Nick’s primary net-handle, valuable for being a n entirely unique string.
“Kukkurovaca” is a very small-audience in-joke between Nick and Andrew, in reference to Sanskrit translation practices.
It is commonly rendered as “Dog Say,” and is the result of a confusion regarding a phrase in the Hitopadesha.
To quote from something I presumably wrote for some profile page or other:

As far as the name goes, kukkurovaca has to break down as “kukkura uvāca”,(kukkura uvāca) which means something like “Oh you dog, he speaks/spoke.” What we meant when we invented the term was kukkuro brute, “The dog said,” which is a quote from the Hitopadesha.

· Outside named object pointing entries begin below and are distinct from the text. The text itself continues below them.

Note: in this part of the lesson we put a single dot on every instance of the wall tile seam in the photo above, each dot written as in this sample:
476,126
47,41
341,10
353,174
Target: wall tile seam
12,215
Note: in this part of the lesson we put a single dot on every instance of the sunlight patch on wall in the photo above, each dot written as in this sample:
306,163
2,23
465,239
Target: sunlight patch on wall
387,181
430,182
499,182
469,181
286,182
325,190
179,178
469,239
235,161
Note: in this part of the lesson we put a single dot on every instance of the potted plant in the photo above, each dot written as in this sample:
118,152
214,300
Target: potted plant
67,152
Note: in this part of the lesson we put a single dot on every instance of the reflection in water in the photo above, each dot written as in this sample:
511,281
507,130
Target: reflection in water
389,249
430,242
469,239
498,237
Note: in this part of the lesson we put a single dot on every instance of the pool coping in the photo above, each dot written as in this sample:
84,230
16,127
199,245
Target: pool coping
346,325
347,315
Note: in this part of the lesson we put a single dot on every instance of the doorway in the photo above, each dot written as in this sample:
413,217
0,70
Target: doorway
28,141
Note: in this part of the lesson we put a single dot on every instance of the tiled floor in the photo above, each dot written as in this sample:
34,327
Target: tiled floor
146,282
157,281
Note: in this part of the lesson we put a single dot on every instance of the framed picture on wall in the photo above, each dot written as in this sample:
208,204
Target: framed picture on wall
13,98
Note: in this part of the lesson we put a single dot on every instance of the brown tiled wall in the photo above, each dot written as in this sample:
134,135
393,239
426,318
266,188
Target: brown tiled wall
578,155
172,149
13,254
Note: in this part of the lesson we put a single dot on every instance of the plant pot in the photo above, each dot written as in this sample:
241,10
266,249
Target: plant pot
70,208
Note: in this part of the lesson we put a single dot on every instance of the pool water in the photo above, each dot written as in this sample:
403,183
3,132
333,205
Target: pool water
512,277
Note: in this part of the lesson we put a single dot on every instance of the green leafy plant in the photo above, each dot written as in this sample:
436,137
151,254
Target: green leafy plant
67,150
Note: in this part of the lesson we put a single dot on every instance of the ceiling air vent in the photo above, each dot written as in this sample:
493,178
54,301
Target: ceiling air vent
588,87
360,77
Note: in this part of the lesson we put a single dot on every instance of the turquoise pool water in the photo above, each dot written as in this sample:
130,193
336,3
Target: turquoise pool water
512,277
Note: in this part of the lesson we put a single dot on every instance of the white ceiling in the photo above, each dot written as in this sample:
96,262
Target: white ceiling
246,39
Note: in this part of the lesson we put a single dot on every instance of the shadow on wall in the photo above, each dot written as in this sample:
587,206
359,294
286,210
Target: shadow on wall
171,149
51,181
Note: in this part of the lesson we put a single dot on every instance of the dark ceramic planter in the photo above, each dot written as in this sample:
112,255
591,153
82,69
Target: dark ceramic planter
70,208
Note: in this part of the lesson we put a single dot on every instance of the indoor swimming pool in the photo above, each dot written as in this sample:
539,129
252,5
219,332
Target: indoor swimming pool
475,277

And some other thing or other I presumably wrote for some other profile page:
bq. “kukkurovaca” defines my translation style – drastically literal. Or it was supposed to. It was a reference to a sentence I translated as “Dog say: repetition of my business how by you doable”-which should really read something like “The dog said, ‘Who are you to worry about my business.’” But given that we forgot both the correct vocabulary and regular sandhi rules (even if we used “uvāca” instead of “brute” we should have ended up with something like kukkuro uvāca), “kukkurovaca” stands both for my literality and for my error-prone laziness.